5 Tarkheena Prince (Christian Freiherr von der Recke/BMK Racing): 5jähriger Wallach, im letzten Jahr Dritter im St. Leger. Die Formen des Wallachs in diesem Jahr sind nicht berauschend, kann jedoch den weichen Boden.
6 Sworn Pro (Mario Hofer/Gestüt Wittekindshof): Vierjährige Stute, erst zwei Starts in diesem Jahr, nach diesen Leistungen spricht wenig für sie. Aber für sie gilt auch wie für Saldennähe der Dortmunder „Wittekindshof-Faktor“. Also einen Blick auf den Toto werfen.
7 Burma Gold (Peter Schiergen/Gestüt Ammerland): Dreijähriger Hengst, zuletzt chancenlos gegen die älteren Pferde in einem Gruppe 1-Rennen in Hamburg. Die Formen vorher reichen auch nicht aus, aber ich habe den Eindruck, dass der Java-Gold-Sohn vielleicht noch etwas im Tank hat bei erst vier Starts im Leben.
8 Codor (Peter Schiergen/Klaus Allofs und Stiftung Gestüt Fährhof): Dreijähriger Hengst, zuletzt Vierter auf schwerem Boden in einem Listenrennen über 2400 Meter in Frankreich. Für mich nicht unbedingt ein Pferd, dem die 2800 Meter entgegenkommen. Ist aber die Wahl von Stalljockey Andrasch Starke aus dem Schiergen-Aufgebot.
9 Lamool (Mario Hofer/Eckhardt Sauren): Dreijähriger Hengst, beste Form als 5. im Derby, enttäuschend hingegen zuletzt als 5. in einer viel leichteren Aufgabe. Als Sohn des großen Stehers Mamool müsste ihm eigentlich die lange Strecke entgegenkommen, dennoch eine eher spekulative Wahl.
10 Val Mondo (Uwe Ostmann/Stall Dipoli): Dreijähriger Hengst, der im Ostmann-Quartier schon immer als großer Steher galt. Das untermauerte er mit einer tadellosen Vorstellung in Köln, als er nur Brusco unterlag. Im Derby chancenlos, davor aber mit guten Leistungen gegen Pferde aus der Jahrgangsspitze. Mag als Lando-Sohn erstaunlicherweise weichen oder schweren Boden, den er wahrscheinlich am Sonntag haben wird. Und normalerweise ist der September ein Monat, in dem die Ostmann-Pferde traditionell richtig erfolgreich sind.

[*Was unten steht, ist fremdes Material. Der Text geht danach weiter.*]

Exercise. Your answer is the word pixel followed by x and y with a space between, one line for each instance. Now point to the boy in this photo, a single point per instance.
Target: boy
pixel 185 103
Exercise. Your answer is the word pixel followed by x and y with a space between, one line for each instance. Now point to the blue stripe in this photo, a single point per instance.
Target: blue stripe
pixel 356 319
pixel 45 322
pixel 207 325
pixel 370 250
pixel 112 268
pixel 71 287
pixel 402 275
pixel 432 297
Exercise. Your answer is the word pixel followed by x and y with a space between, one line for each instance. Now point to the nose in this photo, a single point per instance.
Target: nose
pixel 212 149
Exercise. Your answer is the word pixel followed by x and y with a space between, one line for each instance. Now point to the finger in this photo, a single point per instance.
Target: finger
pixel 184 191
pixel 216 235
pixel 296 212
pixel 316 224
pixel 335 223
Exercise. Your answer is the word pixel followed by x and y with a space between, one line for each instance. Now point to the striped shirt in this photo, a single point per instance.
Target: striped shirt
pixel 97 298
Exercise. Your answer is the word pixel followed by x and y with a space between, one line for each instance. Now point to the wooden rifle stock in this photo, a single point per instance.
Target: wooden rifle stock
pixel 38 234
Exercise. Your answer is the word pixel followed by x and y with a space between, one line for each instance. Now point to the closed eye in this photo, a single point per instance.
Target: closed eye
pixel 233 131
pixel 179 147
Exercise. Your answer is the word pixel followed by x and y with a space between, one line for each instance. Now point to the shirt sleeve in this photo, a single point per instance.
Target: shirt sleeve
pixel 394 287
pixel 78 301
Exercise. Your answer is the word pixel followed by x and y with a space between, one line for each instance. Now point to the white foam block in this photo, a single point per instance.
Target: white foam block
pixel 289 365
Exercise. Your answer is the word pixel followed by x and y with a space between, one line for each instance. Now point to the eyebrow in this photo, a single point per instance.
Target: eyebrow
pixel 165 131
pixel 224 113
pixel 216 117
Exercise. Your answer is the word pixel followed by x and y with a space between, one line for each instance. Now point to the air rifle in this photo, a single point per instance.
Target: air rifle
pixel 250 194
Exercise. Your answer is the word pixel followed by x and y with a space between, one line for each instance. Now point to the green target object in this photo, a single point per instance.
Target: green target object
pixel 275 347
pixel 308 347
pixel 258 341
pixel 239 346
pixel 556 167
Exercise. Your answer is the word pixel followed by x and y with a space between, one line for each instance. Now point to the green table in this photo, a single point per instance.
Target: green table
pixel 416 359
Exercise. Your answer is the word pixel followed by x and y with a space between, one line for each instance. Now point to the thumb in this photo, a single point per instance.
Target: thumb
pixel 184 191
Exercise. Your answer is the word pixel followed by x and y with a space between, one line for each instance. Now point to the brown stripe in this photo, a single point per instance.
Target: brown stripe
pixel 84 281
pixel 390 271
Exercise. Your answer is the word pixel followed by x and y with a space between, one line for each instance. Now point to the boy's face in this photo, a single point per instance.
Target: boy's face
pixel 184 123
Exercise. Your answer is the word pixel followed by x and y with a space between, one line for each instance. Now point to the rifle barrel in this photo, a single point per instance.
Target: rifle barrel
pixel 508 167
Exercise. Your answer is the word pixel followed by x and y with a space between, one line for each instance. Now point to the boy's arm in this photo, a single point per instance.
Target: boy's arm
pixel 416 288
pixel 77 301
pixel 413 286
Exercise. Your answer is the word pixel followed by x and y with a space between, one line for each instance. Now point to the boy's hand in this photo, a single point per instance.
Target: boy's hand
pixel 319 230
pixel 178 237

11 Amare (Torsten Mundry/Gestüt Ittlingen): Dreijährige Stute, die zuletzt wie ein Pferd lief, das quasi nach einer längeren Strecke „schreit“. Hatte in der Diana einen katastrophalen Rennverlauf, muss sich steigern, könnte aber durchaus überraschen. Noch nicht auf schwerem Grund gelaufen, einmal Dritte zum Debüt auf weichem Boden.
12 Saldennähe (Peter Schiergen/Gestüt Wittekindshof): Dreijährige Stute im Besitz von Hans-Hugo Miebach, langjähriger Präsident des Dortmunder Rennvereins. Und der schickt in der Regel keine chancenlosen Pferde auf seine Heimatbahn. Formen reichen nicht aus, war schon hinter Amare, chancenlos in der Diana und den Oaks Italia.
Urteil:
Eine durchaus offene Sache. Ich entscheide mich für Next Vision gegen die Favoriten Brusco und Val Mondo, eine chancenreiche Außenseiterin ist Amare. Und natürlich sind in Dortmunder die Wittekindshofer Pferde immer zu beachten, auf den Toto bei Saldennähe und Sworn Pro achten.